La società può cioè scegliere autonomamente come contribuire a generare “…uno o più effetti positivi, o la riduzione degli effetti negativi, su una o più categorie” di stakeholder, cioè tutti quei portatori di interesse generale che interagiscono con l’impresa. Sotto questo profilo la SB consente di disegnare un profilo “su misura” su quei temi comunitari sui quali può agire concretamente (dall’ambiente alle comunità locali, dai dipendenti al terzo settore, dai fornitori ai clienti). 

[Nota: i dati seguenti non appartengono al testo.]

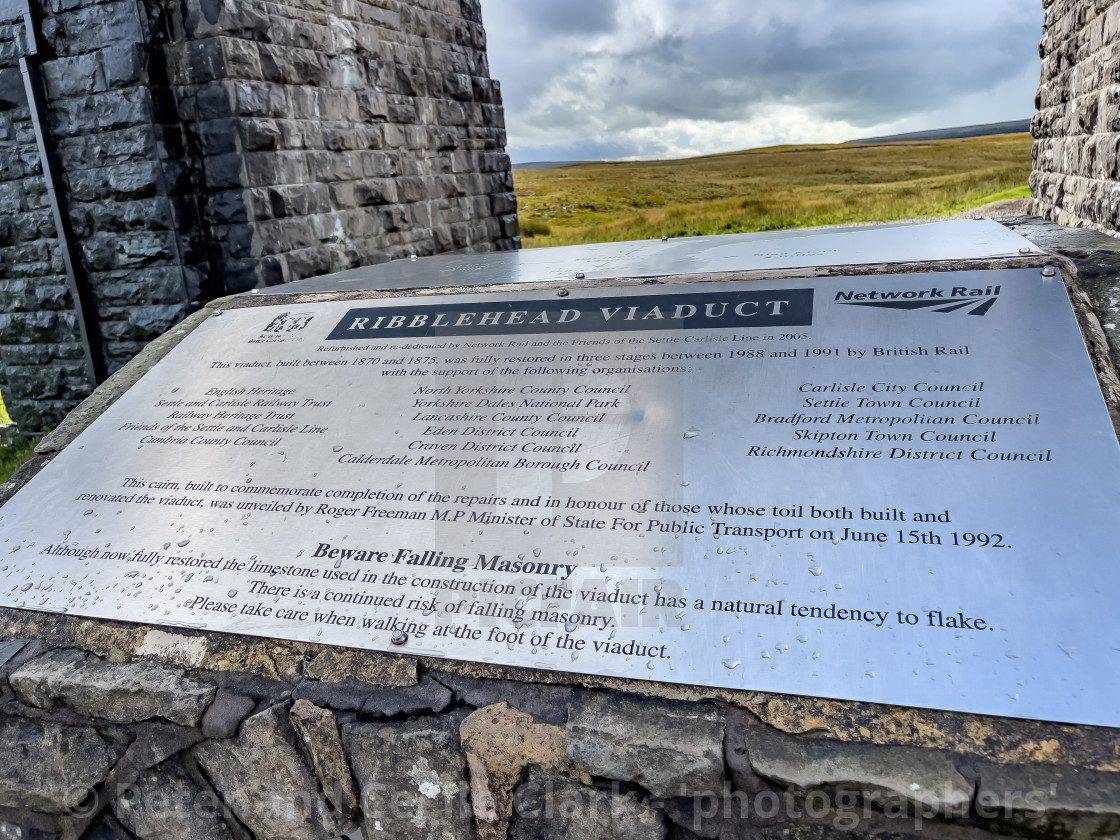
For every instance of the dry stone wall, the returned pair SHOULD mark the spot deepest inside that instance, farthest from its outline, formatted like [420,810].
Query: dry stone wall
[208,148]
[1075,179]
[124,731]
[43,370]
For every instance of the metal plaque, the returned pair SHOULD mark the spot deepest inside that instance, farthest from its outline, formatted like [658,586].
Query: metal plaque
[894,488]
[798,249]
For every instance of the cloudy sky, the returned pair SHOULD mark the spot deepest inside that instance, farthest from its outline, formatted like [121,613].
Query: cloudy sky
[658,78]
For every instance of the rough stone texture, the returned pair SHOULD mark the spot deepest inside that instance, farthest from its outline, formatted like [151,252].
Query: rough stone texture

Al fine di verificare la sussistenza del profilo “benefit”, le SB sono chiamate a predisporre, in fase di presentazione annuale del bilancio, la cosiddetta “relazione d’impatto” con una valutazione realizzata attraverso uno standard esterno ma, di norma, anche con una propria una valutazione interna. Quest’ultima si sviluppa fondamentalmente a partire dalla definizione di Key Performance Indicators (KPIs), che consentono di qualificare e quantificare le azioni intraprese ed i risultati conseguiti rispetto sia agli obiettivi prefissati che agli stakeholder indicati. 

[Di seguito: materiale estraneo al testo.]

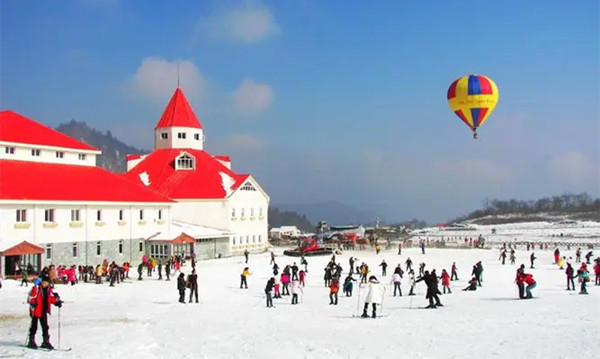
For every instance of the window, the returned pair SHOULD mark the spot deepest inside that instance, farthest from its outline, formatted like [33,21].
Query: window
[49,215]
[21,215]
[248,187]
[185,162]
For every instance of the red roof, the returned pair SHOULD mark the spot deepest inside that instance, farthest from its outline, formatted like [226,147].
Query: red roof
[203,182]
[24,180]
[178,113]
[17,128]
[21,249]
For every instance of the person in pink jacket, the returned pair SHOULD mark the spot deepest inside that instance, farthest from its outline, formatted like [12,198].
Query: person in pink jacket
[296,289]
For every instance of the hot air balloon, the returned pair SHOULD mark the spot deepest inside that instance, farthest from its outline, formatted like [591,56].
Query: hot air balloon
[473,98]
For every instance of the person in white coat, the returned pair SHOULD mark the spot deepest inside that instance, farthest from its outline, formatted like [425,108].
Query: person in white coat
[396,281]
[296,289]
[375,293]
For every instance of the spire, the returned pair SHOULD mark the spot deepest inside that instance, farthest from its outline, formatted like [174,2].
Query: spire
[178,113]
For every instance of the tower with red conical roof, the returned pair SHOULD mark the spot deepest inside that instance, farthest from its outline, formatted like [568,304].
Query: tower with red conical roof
[178,127]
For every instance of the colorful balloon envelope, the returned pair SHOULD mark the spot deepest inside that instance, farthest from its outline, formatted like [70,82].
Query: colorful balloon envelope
[473,98]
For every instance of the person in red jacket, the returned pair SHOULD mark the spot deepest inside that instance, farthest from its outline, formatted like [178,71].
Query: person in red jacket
[528,279]
[40,301]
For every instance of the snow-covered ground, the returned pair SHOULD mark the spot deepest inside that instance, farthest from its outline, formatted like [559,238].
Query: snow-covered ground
[143,319]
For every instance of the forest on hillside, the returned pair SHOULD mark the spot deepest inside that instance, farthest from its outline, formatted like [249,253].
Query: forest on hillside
[567,203]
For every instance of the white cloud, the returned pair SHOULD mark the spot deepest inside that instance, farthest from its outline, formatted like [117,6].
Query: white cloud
[572,166]
[246,24]
[252,98]
[473,170]
[244,143]
[156,78]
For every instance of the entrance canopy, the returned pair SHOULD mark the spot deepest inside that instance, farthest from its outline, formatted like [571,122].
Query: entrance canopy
[23,248]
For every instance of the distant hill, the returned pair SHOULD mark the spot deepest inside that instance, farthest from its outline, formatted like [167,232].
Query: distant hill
[279,218]
[113,150]
[335,213]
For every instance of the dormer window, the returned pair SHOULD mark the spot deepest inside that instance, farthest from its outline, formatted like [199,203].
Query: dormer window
[248,187]
[185,162]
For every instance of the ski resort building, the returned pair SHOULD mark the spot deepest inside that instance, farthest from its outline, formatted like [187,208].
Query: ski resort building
[57,206]
[204,188]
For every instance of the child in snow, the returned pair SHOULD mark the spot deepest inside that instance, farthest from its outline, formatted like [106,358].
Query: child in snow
[375,294]
[296,289]
[445,281]
[333,290]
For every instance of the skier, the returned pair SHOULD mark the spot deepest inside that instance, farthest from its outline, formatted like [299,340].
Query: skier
[454,275]
[397,280]
[193,285]
[268,289]
[243,276]
[375,296]
[333,289]
[570,272]
[445,281]
[296,289]
[472,285]
[348,285]
[181,287]
[383,266]
[408,264]
[432,289]
[519,281]
[40,299]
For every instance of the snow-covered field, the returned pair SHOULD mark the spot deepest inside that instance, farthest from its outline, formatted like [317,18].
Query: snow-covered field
[143,319]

In definitiva, acquisire il profilo di “società benefit” è un modo per formalizzare un effettivo impegno nella direzione della sostenibilità ambientale, sociale e di governance (ESG), rendendo tale impegno coinvolgente per le strutture operative dell’impresa e certificabile all’esterno sotto la responsabilità di un Benefit Officer. L’esito di questo percorso è un migliore profilo reputazionale, una migliore allocazione delle risorse, nonché un rapporto più stabile col sistema bancario ed un minor costo del capitale.

Alla luce di tali vantaggi, oltre 2.000 società hanno deciso di assumere la qualifica di Società Benefit, un  valore che ha subito una forte accelerazione nell’ultimo biennio.